Regionalizing the outreach program gives the authority more flexibility to respond to cultural and political changes and competition from other destinations, Bischoff said.

"We can, with flexibility, move the money around countries and regions," he said.

The prospects are mixed for attracting more foreign tourists to Las Vegas.

A memorandum of agreement between the United States and China is expected to increase the number of Chinese visitors to America to about 579,000 annually by 2010. That agreement is valuable because Chinese tourists are among the freest spenders, dropping about $6,000 each during a typical trip to America.

The United States is also poised to finalize South Korea's spot on a list of countries in the Visa Waiver Program, a system that streamlines the documentation requirements to visit. That change, which could be in place by the end of the year, could eventually double the number of Koreans who visit America annually.

Korea is the only top-five source market for Las Vegas that isn't in the program. If the projected increases come to pass, it could be worth $120 million annually for Las Vegas, based on the $3,500 a typical Korean traveler spends in America.

Terry Jicinsky, the authority's senior vice president of marketing, said the agency is already working with McCarran International Airport and Korean Air to make sure airline capacity can match pent-up demand for Las Vegas in the Korean market.

"We need to facilitate a way for them to actually travel to Las Vegas," Jicinsky said.

In addition to the need to attract more foreign airline service, Las Vegas faces other challenges in the quest for more international tourists.

The United States is viewed in many countries as a difficult place to visit due to security restrictions at ports of entry.

Acquiring a visa is also a challenge, depending on the origin of the visitor.

For example, visitors from places such as China who have attended the International Consumer Electronics Show in Las Vegas have reported that when they want to make a repeat visit, they are required to redo time-consuming and frustrating paperwork.

In Brazil there are only a few places residents can conduct interviews with American officials to acquire a travel visa. That means residents who live far from cities with an official American presence need to travel hundreds of miles just to begin the bureaucratic process.

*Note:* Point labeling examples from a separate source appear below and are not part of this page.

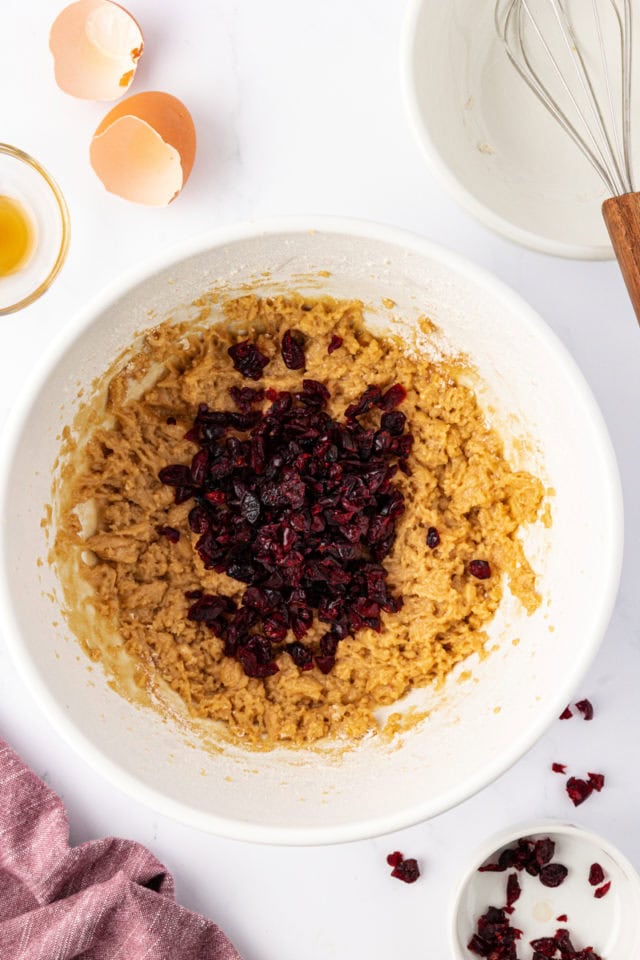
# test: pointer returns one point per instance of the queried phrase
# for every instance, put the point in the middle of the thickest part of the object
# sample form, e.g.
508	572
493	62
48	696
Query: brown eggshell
96	45
145	147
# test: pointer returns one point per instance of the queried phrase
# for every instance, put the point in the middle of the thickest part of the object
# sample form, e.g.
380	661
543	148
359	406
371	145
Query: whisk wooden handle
622	217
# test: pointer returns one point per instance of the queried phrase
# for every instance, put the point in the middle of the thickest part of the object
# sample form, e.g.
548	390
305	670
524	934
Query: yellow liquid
17	236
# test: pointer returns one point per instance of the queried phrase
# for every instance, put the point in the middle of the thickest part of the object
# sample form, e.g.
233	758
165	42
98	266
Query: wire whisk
544	47
577	58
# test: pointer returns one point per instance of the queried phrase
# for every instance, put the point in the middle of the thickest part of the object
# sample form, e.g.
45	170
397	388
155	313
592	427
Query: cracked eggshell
96	45
144	148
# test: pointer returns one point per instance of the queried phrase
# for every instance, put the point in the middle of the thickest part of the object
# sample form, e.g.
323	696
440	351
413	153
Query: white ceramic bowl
488	138
531	389
611	925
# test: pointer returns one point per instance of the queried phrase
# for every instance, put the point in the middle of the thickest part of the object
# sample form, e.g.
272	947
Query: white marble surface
298	110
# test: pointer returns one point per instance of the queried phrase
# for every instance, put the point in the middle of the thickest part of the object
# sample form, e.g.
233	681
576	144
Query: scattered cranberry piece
513	891
247	359
406	870
596	874
480	569
544	851
292	352
578	790
603	890
561	946
546	946
553	874
170	533
586	709
596	780
433	538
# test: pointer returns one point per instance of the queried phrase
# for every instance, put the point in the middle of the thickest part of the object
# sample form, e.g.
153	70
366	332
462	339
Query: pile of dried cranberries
297	505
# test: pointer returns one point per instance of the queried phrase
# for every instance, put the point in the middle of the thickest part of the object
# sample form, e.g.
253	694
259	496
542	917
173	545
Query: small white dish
489	140
611	925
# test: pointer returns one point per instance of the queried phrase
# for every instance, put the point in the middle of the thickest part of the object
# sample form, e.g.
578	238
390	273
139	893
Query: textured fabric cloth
104	900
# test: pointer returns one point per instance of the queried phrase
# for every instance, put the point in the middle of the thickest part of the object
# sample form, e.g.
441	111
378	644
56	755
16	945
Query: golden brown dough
460	484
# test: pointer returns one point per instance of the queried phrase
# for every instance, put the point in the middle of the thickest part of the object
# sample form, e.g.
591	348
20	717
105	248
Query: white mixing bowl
487	137
532	391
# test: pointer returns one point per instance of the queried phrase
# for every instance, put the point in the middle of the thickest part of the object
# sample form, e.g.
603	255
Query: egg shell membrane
96	45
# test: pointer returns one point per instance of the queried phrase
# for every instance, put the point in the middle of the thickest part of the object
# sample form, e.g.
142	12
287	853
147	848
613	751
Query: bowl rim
510	834
354	829
457	190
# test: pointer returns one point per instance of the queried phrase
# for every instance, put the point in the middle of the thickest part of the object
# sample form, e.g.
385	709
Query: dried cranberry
578	790
480	569
302	509
586	709
495	937
433	538
392	398
244	397
170	533
406	870
248	360
603	890
513	891
546	946
292	352
553	874
544	851
596	780
300	655
370	398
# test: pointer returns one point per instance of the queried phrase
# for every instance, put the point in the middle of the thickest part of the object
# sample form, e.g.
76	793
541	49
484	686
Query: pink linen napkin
108	899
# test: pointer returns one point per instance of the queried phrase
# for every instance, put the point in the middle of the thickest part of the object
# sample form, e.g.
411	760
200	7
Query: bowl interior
476	728
500	152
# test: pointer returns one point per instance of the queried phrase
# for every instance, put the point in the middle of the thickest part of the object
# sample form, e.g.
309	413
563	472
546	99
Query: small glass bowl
611	924
25	180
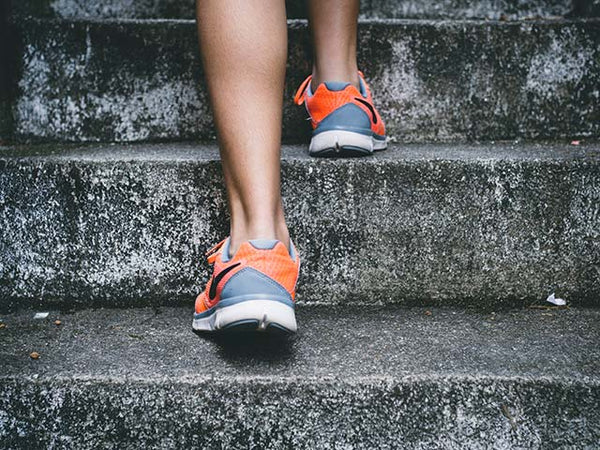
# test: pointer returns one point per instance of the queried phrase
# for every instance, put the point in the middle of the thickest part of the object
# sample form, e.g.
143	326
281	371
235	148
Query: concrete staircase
425	268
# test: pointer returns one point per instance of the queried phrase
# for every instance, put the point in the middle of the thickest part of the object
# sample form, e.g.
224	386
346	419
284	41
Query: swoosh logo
217	279
368	105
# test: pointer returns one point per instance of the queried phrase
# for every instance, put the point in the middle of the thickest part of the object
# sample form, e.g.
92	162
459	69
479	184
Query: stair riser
443	81
432	414
184	9
470	232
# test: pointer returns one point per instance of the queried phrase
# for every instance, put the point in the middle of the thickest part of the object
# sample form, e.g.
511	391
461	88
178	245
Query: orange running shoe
252	290
344	120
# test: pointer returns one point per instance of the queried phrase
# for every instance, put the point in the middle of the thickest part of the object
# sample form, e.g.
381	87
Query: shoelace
300	95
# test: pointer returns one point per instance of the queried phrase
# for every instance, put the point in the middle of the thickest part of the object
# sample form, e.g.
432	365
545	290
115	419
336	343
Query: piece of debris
556	301
506	413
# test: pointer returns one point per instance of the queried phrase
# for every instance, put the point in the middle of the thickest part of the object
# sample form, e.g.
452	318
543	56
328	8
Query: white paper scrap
556	301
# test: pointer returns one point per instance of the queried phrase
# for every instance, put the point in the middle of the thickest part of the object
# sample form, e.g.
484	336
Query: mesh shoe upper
329	98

Also, there is a feeling among many in countries with diverse populations such as Brazil that the United States makes it harder on certain travelers than others.

Alice Mor, 26, a Brazilian travel writer, said people with Arab-sounding names have more problems than others trying to visit America.

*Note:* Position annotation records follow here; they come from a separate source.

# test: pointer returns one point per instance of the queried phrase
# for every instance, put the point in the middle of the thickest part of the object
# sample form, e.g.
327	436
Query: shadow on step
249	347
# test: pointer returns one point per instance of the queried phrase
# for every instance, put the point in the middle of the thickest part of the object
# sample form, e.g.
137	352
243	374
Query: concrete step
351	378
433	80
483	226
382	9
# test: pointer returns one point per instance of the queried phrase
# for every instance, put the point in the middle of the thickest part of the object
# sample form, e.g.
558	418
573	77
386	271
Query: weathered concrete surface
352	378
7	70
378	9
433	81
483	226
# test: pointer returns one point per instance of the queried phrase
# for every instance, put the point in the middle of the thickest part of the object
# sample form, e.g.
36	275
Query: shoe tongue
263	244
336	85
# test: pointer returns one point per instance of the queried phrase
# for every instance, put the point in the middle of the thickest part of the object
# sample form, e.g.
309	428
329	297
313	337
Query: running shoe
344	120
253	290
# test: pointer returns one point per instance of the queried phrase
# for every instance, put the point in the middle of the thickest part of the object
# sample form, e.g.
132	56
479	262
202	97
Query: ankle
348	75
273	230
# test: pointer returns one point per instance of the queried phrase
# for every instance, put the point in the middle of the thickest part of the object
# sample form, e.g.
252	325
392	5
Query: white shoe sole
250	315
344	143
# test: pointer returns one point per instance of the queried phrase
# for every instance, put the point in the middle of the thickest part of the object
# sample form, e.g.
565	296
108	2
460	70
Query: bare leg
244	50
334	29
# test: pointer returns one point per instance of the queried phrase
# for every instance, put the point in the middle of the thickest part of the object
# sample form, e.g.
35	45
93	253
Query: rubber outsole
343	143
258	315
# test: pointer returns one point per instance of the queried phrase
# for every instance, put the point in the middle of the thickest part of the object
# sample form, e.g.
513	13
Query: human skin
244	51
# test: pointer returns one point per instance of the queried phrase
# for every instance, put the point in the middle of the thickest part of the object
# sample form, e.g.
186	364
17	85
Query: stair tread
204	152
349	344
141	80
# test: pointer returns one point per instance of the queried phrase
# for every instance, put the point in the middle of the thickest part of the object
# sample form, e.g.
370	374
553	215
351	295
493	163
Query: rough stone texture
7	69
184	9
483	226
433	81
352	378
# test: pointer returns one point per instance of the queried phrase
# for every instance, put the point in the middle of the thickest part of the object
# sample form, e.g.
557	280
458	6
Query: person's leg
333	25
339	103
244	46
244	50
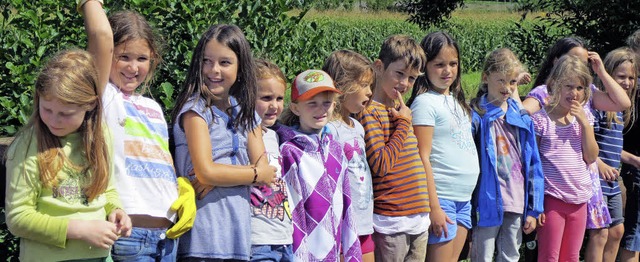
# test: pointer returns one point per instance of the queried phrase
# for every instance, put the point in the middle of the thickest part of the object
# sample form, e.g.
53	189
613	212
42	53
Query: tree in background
427	13
605	24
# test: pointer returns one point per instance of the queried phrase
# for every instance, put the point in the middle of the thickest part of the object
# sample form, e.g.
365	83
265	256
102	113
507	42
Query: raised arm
100	39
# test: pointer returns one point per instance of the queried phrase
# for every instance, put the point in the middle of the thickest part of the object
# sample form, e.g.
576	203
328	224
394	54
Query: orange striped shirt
399	179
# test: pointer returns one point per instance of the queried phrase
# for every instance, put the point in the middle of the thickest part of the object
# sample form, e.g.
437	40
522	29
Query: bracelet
80	3
255	175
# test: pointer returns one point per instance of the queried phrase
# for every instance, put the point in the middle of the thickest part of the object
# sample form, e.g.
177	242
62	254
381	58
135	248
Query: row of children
349	170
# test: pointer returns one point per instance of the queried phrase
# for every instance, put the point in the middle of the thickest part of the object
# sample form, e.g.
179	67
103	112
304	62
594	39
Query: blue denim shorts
282	253
145	244
459	213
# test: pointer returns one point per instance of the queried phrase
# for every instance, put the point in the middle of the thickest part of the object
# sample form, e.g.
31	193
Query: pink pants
560	238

Mor, who recently visited Las Vegas for a tourism conference, said she had friends who had difficulty getting approval to come to the United States because of anti-Arab discrimination even though they were citizens of Brazil.

"They weren't even Arab, they were Brazilian, but they still couldn't get a visa," Mor said.

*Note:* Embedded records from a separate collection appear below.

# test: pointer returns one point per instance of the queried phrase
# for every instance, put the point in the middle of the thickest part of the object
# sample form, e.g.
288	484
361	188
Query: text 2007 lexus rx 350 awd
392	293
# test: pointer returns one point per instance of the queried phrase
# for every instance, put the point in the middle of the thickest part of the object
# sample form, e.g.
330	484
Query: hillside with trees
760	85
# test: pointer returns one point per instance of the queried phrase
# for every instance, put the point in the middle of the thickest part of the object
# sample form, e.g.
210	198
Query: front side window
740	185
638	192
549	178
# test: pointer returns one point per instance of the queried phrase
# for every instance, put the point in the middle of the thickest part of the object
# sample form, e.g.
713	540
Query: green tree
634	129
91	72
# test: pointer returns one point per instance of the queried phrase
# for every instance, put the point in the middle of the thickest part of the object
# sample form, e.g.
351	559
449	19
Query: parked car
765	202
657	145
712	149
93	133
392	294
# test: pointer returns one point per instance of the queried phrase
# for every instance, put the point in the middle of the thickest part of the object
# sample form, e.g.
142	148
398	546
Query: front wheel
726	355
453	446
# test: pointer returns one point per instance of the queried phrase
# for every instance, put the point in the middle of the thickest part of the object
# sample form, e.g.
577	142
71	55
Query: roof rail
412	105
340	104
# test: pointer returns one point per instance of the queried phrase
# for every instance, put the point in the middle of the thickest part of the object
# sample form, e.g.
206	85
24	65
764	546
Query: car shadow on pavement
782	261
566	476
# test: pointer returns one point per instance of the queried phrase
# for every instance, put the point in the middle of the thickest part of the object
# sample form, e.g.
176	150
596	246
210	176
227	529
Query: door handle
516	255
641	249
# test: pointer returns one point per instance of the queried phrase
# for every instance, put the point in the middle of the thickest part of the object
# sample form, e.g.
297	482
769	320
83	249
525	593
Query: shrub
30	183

The headaches associated with visiting the United States are gaining attention, especially since the sour domestic economy has put a dent in the earnings of hospitality companies.

In May an index of 10 publicly traded gambling companies dropped nearly 13 points, its third consecutive month of decline.

Jicinsky said the number of Las Vegas resort representatives who join authority-sponsored marketing trips around the world is evidence of a greater push to find new customers to support the industry.

"Five years ago we might have gotten one or two going with us," said Jicinsky about a current trip to China. "Today we have eight or nine going with us."